I have been trying to download different datasets from my history, but am running into errors when trying to unzip them.

First, I can download a zipped collection of my html report outputs from fastp but when I try to unzip them with Windows, I get an unspecified error. I have tried unzipping them with WinRar but it says the files are corrupted. This also happens when trying to download html reports from FastQC. Note this also happens when I try to download the html file for a single sample, as it still zips the report.

I am using Chrome, but have also tried this on two different computers with the same result.

Any clues on what is going on here? This problem only popped up in about the past week. I had no trouble unzipping my files before.
Thank you!

1 Like

Hi @Danielle_Ireland

I think we got back to you by email with this exact help, but I’ll just post the same for others reading.

HTML output doesn’t download from the disc icon using any browser that I know of. The browser will not understand what to do, create a gzip “directory”, then attempt to download but it never finishes.
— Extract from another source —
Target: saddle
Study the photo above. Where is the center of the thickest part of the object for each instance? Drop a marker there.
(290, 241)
Why? The data isn’t really a compressed directory – it is just a single file. HTML data is handled in a special way in Galaxy for security reasons. You cannot upload HTML data at all, and downloading requires an alternate method involving the command line.

FAQ that applies to any composite dataset, or security protected dataset in Galaxy:

On a MAC, you could use the terminal program already built into the OS to access a unix compatible command line tool (wget, curl). On a PC, you could use a utility like putty https://www.putty.org/ or whatever you normally use for linux/unix access.


Example for HTML data specifically:

curl -o out.html --insecure 'link'

Where the original link copied from the dataset is something like this:

https://usegalaxy.org/api/datasets/f9cad7b01a472135987ad5307248c882/display?to_ext=html

But the external display type is stripped off the end, and the URL used for the link is this:

https://usegalaxy.org/api/datasets/f9cad7b01a472135987ad5307248c882/display?

A complete command string would be like this one. It happens to be an actual (small, test data) FastQC webpage dataset if anyone wants to test it. I’ll leave it undeleted for now.

curl -o out.html --insecure 'https://usegalaxy.org/api/datasets/f9cad7b01a472135987ad5307248c882/display?'

Note: If you happen to be working at a GDPR compliant server, like UseGalaxy.eu, you’ll need to also set the history the datasets are in to a “shared-by-link” state and include your API key. Full details are in the FAQ above.

Hope that helps!

Hi @jennaj
Thank you for responding here as I don’t believe I ever received an email about this particular issue.
My problem is not just with HTML datasets but that any collection that I try to download (that should be a reasonable size) cannot be extracted by Windows. Note that before last week, I was able to download the entire collection at once for things like Fastp html reports but now cannot. But this is also a problem with my FastQC Raw Data collection which are txt files. I have a collection of 4 paired-end samples. I can download each txt file individually so at least I can get the data, but in the past I have definitely been able to download the entire collection at once. But for some reason the resulting zipped files will not extract anymore.

It seems like using the command line approach you provided may be the most robust way to get my data going forward.

Thanks,
Danielle

1 Like

Hi @Danielle_Ireland

Ok – then that was another user who reported the same problem in a very similar way to the UseGalaxy.org mailing list.

This does turn out to be an actual bug from what I can tell after reviewing this more. I’ve opened an issue ticket here for expanded review by our developers. Updates will post in that ticket. Bug: FastQC webpage output fails complete download from disc icon · Issue #14365 · galaxyproject/galaxy · GitHub

I’m going to mark this reply as the “solution” to make it easier for others to find the Q&A, but also add the tag “server open issue” for accuracy as this functionality is still pending a bug remedy.


The workaround until the fix is made (tool or Galaxy itself) is the command-line method.